I wish we could go back to that time sometime. We should educate ourselves more. That would make ourselves more happy instead of being alone, scrolling. "What is number one on Billboard?" Go and find it for yourself! Go to a club, go to a store. I'm so scared sometimes that there will be no more record stores. Go find out about vinyl, take two hours in stores and learn about electronic music, or how music was in the '50s, '60s, '70s, '80s, '90s. Find your own style. Don't let the algorithm dictate your music. Go and find it out.
I do think younger people are starting to do that more, which is good.
I really hope so. Because I see a lot of people—even friends of mine that are maybe not so into the music scene—and they always say, "I found this song through TikTok or Instagram." Go to a library, listen to something weird. I hope people rediscover how important libraries, museums, art exhibitions, record stores, and buying magazines—the beauty of reading about music. For example—you, Larry, you do interviews, but you use your own words to create your art as an interview, which is also something very arty. We should cherish that more and read more about it—read more about artists and the art world. It's the best way to discover things.
Let's talk about the financial aspect of what you do.
It's very hard when you want to go and play live everywhere. Traveling with bands and your team is much harder now. It's like bringing a theater piece to every country, and everything is more expensive now. The promoters sometimes land deals that I don't really agree with, but I also need to understand the promoter side, because they're also there because of the passion to do something beautiful. It's harder more on the live side. DJ sets, you just do it yourself—you just go and drive.

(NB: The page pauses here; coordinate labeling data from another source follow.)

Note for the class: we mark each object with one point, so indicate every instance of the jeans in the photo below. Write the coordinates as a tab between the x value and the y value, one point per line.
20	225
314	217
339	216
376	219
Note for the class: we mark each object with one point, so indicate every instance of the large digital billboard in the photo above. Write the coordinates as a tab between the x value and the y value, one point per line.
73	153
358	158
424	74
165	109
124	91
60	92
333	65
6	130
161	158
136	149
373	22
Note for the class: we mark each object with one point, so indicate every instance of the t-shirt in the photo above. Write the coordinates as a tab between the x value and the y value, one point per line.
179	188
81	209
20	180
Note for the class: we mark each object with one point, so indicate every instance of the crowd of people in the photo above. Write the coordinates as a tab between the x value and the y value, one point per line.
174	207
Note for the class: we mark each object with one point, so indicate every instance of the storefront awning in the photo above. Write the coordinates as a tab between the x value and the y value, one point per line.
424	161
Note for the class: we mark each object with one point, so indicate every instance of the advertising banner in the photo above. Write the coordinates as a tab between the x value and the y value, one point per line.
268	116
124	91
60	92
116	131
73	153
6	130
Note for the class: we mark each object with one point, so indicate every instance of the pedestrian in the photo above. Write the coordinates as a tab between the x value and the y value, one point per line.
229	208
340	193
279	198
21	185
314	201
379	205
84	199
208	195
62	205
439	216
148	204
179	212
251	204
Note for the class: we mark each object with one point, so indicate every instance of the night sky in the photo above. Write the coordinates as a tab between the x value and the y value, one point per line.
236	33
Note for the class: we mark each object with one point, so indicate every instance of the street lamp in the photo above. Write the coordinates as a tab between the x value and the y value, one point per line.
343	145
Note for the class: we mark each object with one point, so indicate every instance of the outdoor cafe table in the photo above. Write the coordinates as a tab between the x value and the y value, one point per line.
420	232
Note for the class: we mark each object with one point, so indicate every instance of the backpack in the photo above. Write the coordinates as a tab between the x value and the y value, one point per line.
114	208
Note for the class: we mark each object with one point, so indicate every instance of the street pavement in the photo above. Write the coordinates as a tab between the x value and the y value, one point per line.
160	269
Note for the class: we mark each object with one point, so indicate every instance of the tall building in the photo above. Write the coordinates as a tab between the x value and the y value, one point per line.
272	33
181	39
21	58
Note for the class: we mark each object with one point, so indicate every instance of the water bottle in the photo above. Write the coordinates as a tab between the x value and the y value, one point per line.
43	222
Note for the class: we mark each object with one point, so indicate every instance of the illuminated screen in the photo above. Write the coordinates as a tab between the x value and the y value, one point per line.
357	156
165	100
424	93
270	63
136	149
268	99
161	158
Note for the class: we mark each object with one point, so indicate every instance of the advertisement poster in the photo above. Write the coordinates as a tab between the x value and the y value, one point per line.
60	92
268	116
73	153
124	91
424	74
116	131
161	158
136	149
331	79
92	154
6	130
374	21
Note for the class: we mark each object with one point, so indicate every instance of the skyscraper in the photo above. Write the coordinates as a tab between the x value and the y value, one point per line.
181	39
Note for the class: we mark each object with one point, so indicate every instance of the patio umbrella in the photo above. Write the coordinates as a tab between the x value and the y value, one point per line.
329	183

I think it's become more harder on the artistic side of things—but somehow, over the last couple of years, God blessed me with a lot of work. That's how I could cover my mom's costs for medicine. So I'm in a very lucky position. But it's getting much harder now, if you have a family, to tour with a real band, dancers, magical visuals, and all you really need. But I hope that things will get better, and I hope that the newer generation are willing to support the arts more. Buying a very expensive piece of clothes—I love to shop in flea markets and spend my money on my favorite bands instead? I'd rather not buy anything for a month and go to a Talking Heads concert. It's a very romantic thing, and it's an experience that nobody can take away from you.